Macro Wrap – Homebuilders Can’t Buy a Bucket, $PHM, $XHB

by Enis July 29, 2013 7:54 am • Commentary

The homebuilding stocks have been whacked in the past couple months.  They can’t buy a bucket even with the broader market holding up quite well.

We haven’t liked the homebuilders on a fundamental basis for many months now.  Here is what I wrote in my Macro Wrap post on February 20th:

 Here are 3 brief points on why I’m bearish on TOL and U.S. homebuilders as a whole:

1)  This is a housing recovery, not a housing boom.  The housing market has clearly improved in the past 12 months, but TOL’s current selling pace in its communities is still below its 25 year average
2)  Meanwhile, the stock is priced for more than a boom.  The stock is trading at 2005 levels, when the stock earned more than $4 per share.  In 2013, it’s slated to earn around $1.
3)  Relative valuation for other sectors much better than homebuilders like TOL.  If you want to get long the U.S. housing market, buy Toyota or Ford.
Moreover, a lot of the enthusiasm about the housing market has been focused on selling prices and overall sales.  But new home sales has persistently lagged existing home sales.  In other words, the housing market’s improvement has mostly been driven by clearing longstanding inventory among homeowners, rather than significant demand for new homes.
The chart of annualized New Home Sales since the peak in 2005:
New Home Sales, Courtesy of Bloomberg
New Home Sales (in thousands), Courtesy of Bloomberg

New Home Sales, despite their recent bounce are still around mid-2008 levels, and more than 50% below the 2005 peak.  In contrast, the bounce in existing home sales over the past few years shows a much improved market:

Existing Home Sales (millions), Courtesy of Bloomberg
Existing Home Sales (millions), Courtesy of Bloomberg

The Existing Home Sales figure is around the mid-2007 level, and only about 30% below its 2005 peak.

Existing Home Sales make up a much larger portion of total sales in the housing market, so it’s a much more important figure for overall economic activity in the U.S.  In that sense, the housing market is much healthier than it was 2 or 3 years ago.  But for the homebuilders, new home sales is arguably more important, as they are the ones building and selling the new projects.

The stock charts of stocks in the homebuilding sector reflect that dichotomy.  The major homebuilders (TOL, DHI, LEN, PHM, KBH) are all now trading below their 200 day moving averages after last week’s weakness.  PHM led the move lower after a weak earnings report on Thursday.  The company’s orders fell 12%, and management, though remaining optimistic, voiced caution about its new community growth.  Here is its chart:

Daily chart of PHM since 2011, 200 day ma in black, Courtesy of Bloomberg
Daily chart of PHM since 2011, 200 day ma in black, Courtesy of Bloomberg

This weakness in the homebuilders has led to overall underperformance of XHB vs. SPY, which Cam Hui pointed out in his blog post last week:

On a a relative basis, XHB staged a relative rally from the Eurogeddon lows of 2011, started rolling over in early 2013 and now has violated a relative support level.

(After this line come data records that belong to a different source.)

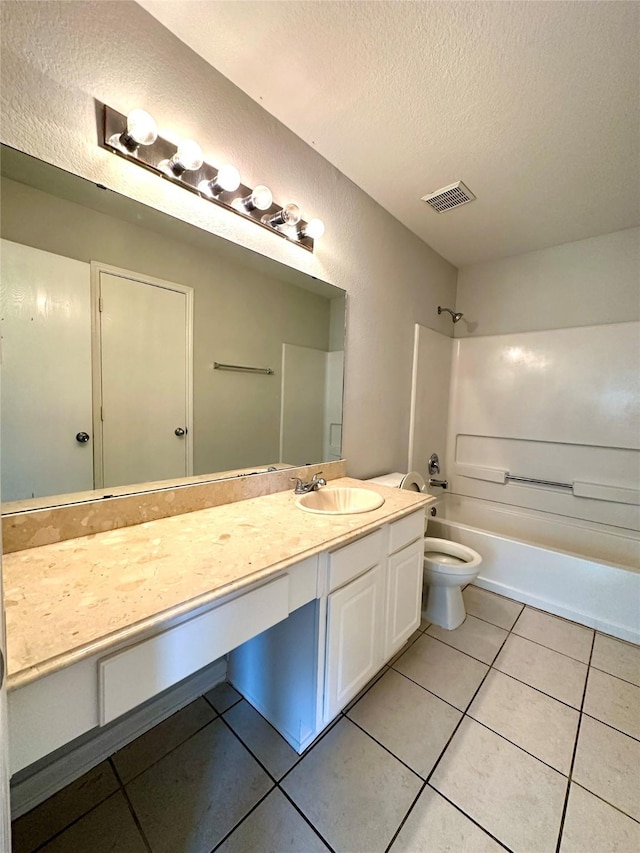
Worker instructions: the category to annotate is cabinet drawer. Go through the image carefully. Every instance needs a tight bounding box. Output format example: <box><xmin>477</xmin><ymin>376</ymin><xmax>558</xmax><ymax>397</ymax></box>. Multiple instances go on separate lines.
<box><xmin>328</xmin><ymin>529</ymin><xmax>383</xmax><ymax>592</ymax></box>
<box><xmin>388</xmin><ymin>510</ymin><xmax>424</xmax><ymax>555</ymax></box>
<box><xmin>99</xmin><ymin>575</ymin><xmax>289</xmax><ymax>724</ymax></box>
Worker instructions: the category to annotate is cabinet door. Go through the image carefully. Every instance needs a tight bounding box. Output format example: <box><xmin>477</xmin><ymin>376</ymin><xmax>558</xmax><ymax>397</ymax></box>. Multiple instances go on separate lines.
<box><xmin>324</xmin><ymin>564</ymin><xmax>384</xmax><ymax>722</ymax></box>
<box><xmin>385</xmin><ymin>539</ymin><xmax>424</xmax><ymax>659</ymax></box>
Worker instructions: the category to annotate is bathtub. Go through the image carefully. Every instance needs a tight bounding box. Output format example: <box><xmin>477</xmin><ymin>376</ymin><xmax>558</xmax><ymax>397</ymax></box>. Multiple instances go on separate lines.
<box><xmin>427</xmin><ymin>495</ymin><xmax>640</xmax><ymax>644</ymax></box>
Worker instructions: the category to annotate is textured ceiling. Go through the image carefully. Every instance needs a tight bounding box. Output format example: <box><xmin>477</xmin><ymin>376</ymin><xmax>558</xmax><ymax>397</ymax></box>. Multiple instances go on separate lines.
<box><xmin>137</xmin><ymin>0</ymin><xmax>639</xmax><ymax>267</ymax></box>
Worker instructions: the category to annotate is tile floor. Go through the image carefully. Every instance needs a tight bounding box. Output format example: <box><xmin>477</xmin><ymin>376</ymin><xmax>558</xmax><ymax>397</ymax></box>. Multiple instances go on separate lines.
<box><xmin>12</xmin><ymin>586</ymin><xmax>640</xmax><ymax>852</ymax></box>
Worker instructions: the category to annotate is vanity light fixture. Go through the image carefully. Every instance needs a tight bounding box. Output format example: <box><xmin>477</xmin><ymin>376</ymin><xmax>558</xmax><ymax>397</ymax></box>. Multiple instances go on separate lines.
<box><xmin>101</xmin><ymin>104</ymin><xmax>323</xmax><ymax>251</ymax></box>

Now consider this recent post from Barry Ritholz about private equity seems to have gone overboard on the “rent to flip” in US housing. Mr. Market starting to get nervous about housing, especially if mortgage rates rise any further.

Interestingly, XHB is mostly retailers and appliance companies catering to the homebuilding or renovation industry.  It has actually held up much better in 2013 (up 11%) than the homebuilders (mostly down on the year).  Once again, that’s likely a reflection of the strength in the existing home market (where renovation and home improvement demand remain strong), and weakness in the new home market.

The recent rise in interest rates will likely affect the end market for housing much more than the renovation market, further widening that gap.  How much of that is already reflected in the stock prices is always a key question.  But the business trends going forward still don’t support the investing thesis for homebuilders overall.